# Cannot delete or move files in "My Documents" (Offline files)



## PG Croat

I got an issue with a user. For some reason he is unable to move or delete files in his "My Documents", it gives the error “Cannot remove folder. This operation is only supported when you are connected to the server”.

The My Documents is actually hosted on a server but the files are made available offline and are synched when the laptop is back on the network. This normally allows users to move or delete the files but this particular user actually disabled the Offline files. I re-enabled it and had the laptop synch the files when I had him send it here. I quickly tested to see if the files could be opened while offline and it worked but I did not test to see if they could be moved or deleted. Now it is back out in the field and the user is experiencing this issue.

I remoted into it and compared the setting to a laptop that is running Offline Files correctly and they appear to be the same. Why can't he move or delete them?


----------



## AlbertMC2

You can try this - Reinitialize the offline cache
http://support.microsoft.com/kb/230738


----------



## PG Croat

Sorry for the late reply. The computer was out in the field but I requested that it to be sent here. I actually created a new "My Documents" folder for him on the server, it is currently trying to synchronize now. Its taking longer than normal but when its done I'll see if that resolves it. If it doesn't, I'll try that solution.

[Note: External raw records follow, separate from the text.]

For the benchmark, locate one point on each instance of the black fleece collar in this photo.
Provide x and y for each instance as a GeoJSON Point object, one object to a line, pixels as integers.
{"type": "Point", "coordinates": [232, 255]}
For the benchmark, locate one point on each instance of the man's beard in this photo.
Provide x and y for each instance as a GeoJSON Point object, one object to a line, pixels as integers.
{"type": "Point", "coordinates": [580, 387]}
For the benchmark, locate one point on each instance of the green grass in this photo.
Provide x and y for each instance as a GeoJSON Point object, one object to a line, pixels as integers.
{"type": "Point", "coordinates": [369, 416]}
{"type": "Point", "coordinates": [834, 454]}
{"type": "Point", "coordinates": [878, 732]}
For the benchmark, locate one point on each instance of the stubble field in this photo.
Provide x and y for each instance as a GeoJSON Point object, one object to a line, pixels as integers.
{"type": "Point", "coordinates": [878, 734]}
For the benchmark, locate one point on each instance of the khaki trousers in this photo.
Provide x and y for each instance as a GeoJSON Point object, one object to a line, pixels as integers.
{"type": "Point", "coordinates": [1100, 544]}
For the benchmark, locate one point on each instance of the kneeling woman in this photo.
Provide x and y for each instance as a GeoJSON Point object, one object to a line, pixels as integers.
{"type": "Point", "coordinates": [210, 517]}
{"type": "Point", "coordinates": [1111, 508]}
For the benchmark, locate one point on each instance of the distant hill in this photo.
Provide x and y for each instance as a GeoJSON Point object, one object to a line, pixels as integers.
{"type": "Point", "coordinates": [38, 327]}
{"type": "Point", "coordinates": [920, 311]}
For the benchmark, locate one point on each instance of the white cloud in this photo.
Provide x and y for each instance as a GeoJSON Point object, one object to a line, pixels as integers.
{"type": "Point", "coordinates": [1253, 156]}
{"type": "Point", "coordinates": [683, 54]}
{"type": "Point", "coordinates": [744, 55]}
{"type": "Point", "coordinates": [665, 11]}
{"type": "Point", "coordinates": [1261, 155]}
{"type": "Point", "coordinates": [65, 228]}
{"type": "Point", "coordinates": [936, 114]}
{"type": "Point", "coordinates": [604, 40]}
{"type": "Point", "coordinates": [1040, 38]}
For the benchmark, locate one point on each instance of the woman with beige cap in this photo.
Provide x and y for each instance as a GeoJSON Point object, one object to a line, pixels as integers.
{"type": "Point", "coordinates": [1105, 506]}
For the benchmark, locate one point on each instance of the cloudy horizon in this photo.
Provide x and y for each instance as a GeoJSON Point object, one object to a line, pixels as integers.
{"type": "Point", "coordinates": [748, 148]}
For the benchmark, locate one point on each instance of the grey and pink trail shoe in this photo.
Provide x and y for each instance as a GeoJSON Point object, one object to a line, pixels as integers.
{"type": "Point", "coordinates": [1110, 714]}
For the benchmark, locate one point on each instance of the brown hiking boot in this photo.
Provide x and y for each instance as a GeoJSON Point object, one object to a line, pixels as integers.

Kinda wish I checked the forum first. The solution you linked seems to be faster than the one I am trying right now.


----------



## PG Croat

Neither solution worked. I have re-initialized the offline cache, replaced his My Documents folder, re-created his local profile and it still will not let him delete while offline.

Whats odd is that I created a new local profile and let it initialize a new My Document folder but it still synchronized even though I removed his old My Documents folder. There shouldn't have been anything to synch with and yet it synched up all of his photos.


----------



## PG Croat

Ok, I experimented by logging in as him on a different laptop. It has the same problem. So I think its safe to say that its an issue with his profile and not a problem with the OS on the computer.

Any suggestions? I'm stuck


----------



## AlbertMC2

He doesn't have rights/permission to delete? Only to read/write/modify perhaps?


----------



## PG Croat

His permissions are the same as everybody else's. I was thinking that too but the permissions wouldn't change if he was offline. As long as he is online he can delete or move those files but the second he tries doing that away from the network it tells him he need to be on the nserver to do it.

Its really weird, every other account can do it just fine, its just his that is causing all the trouble.


----------



## PG Croat

I have officially run out of ideas. I have gone as far as removing the account off the server completely and still it will not allow you to move or delete the folders in "My Documents":upset:


----------



## AlbertMC2

When deleting you are pressing ctrl+shift and then clicking delete on the folder menu to delete everything on the PC? You then have to restart. This should delete everything (offline) on the PC.

I have asked one of the networking moderators to have a look. Perhaps (and possibly) they will have better recommendations than I have.


----------



## 2xg

Hello,

Is this issue in a DC environment? If it is, I would check the GPO settings in network folders restriction, a Network Admin would know these things. 

You may also re-create his Roaming Profile(if you have one setup), but before that....let's fix his corrupt profile by following this guide.

I have used User Profile Hive Cleanup Service before and it works for me. It's for XP only.


----------



## inspiron21

Is it that only some of the folders/files of Mydocs are marked for offline availability ? If so try making everything in Mydocs as offline. Recently we have faced a similar issue in Vista where trying to delete files has given the error you mentioned. Making everything offline has solved our problem..


----------



## PG Croat

AlbertMC2: I've done that, but it doesn't help. It won't even let you move the folders but you can move, edit, and delete the files within them. Its just the folder.

2xg: I have gone as far as recreating his profile from scratch and just pasting the contents of his My pictures back. Still he is unable to move or delete the folders while away from the network. Even newly created folders cannot be moved or deleted when offline once it has been synched with the server.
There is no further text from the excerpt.